The Effect Size is the change in means divided by the standard deviation.

Example

Take two Maths classes filled with children of equal ability. We are going to give them a test on a topic, teach them using two different methods, test them again and then calculate the Effect Size.

Class 1 – Gets an average mark of 50% at the start and an average mark of 60% at the end.

Class 1 gains 10%

Class 2 gets an average of 50% at the start and 70% at the end.

Class 2 gains 20%

Stop at this point and ask yourself which method of teaching do you think is better?

Now let’s calculate the Effect Sizes.

Class 1 has a standard deviation of 5% so its Effect Size is 10 divided by 5 = 2

Class 2 has a standard deviation of 20% so its Effect Size is 20/20 = 1

The Effect Size says that method 1 is better.

The Effect Size and the change in Means give different answers as to which method of teaching works best.

## 3 thoughts on “The Effect Size and the change in Means can give different answers as to which method of teaching works best”

1. Jan Tishauser

I’m afraid that your way of calculating effect sizes is rather flawed. You should either use the pooled standard deviation or the standard deviation of class 2, if that’s the class that you thought would score higher when you made your hypothesis. A correct calculation would be to subtract the average score of class 1 from class 2 and then dividing the outcome either by the pooled standard deviation or the standard deviation of class 2. Furthermore you don’t report how you calculated your standard deviation. It should be a standard deviation for samples (as opposed to a standard deviation for the population). Given your example, I would calculate an effect size of 0.8 for the teaching method in class 2 in comparison to the method in class 1.

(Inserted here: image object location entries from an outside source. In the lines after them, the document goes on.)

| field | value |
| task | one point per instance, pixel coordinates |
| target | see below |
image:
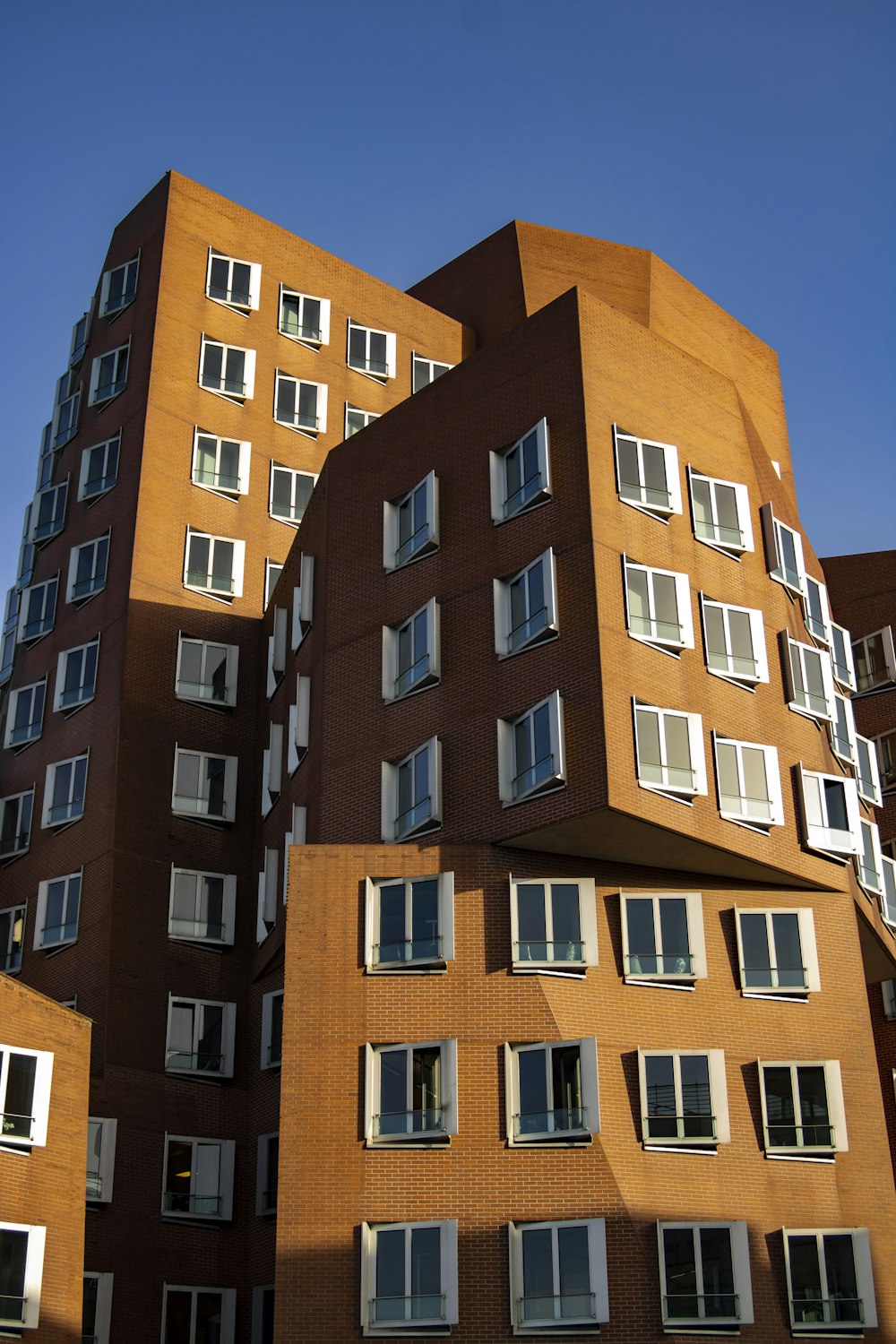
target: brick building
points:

What you forgot in your method of calculating the effect sizes, is that research is always about comparing “this” with “that”, as you did when you compared the means. Comparing “this” with “that” only works with a common SD.

P.S. The difference in SD between the two groups is quit uncommon. In the real world differences in SD between two classes are not very large. It seems you chose your SD’s to help you make your point.

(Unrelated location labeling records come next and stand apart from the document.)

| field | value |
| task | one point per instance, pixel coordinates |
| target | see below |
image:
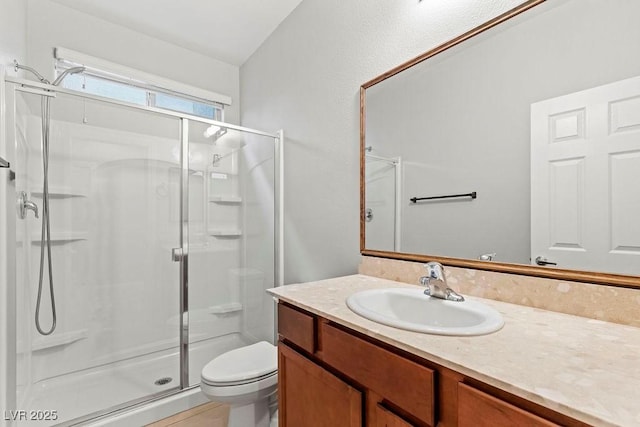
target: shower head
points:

• I’m using the method Hattie uses to calculate his ‘Effect Size’ as explained on Page 8 of Visible learning.

The pooled standard deviation Hattie talks about on Page 8 refers to the pooled before and after results of the same class, not pooled results between two classes.

I think you’re making my point for me. Using the ‘Effect Size’ only works for comparing two things with the same standard deviation. Any two groups will have different standard deviations, therefore they can’t be compared using the ‘Effect Size’.

2. Dylan Wiliam

If you want the effect size to be interpretable at the population level, then you should really use the population standard deviation. However, because you never know that, then the pooled effect size of the control and experimental groups is often recommended because it is assumed to be a better estimate of the population standard deviation than that of either the control or the the treatment group. But because some educational interventions are explicitly designed to reduce the “achievement gap”, using the pooled standard deviation may actually bias your results (and in my experience finding a much smaller SD in the treatment group is not at all uncommon). So when I teach this, I tell my students that they have to defend their choice of which approach they use.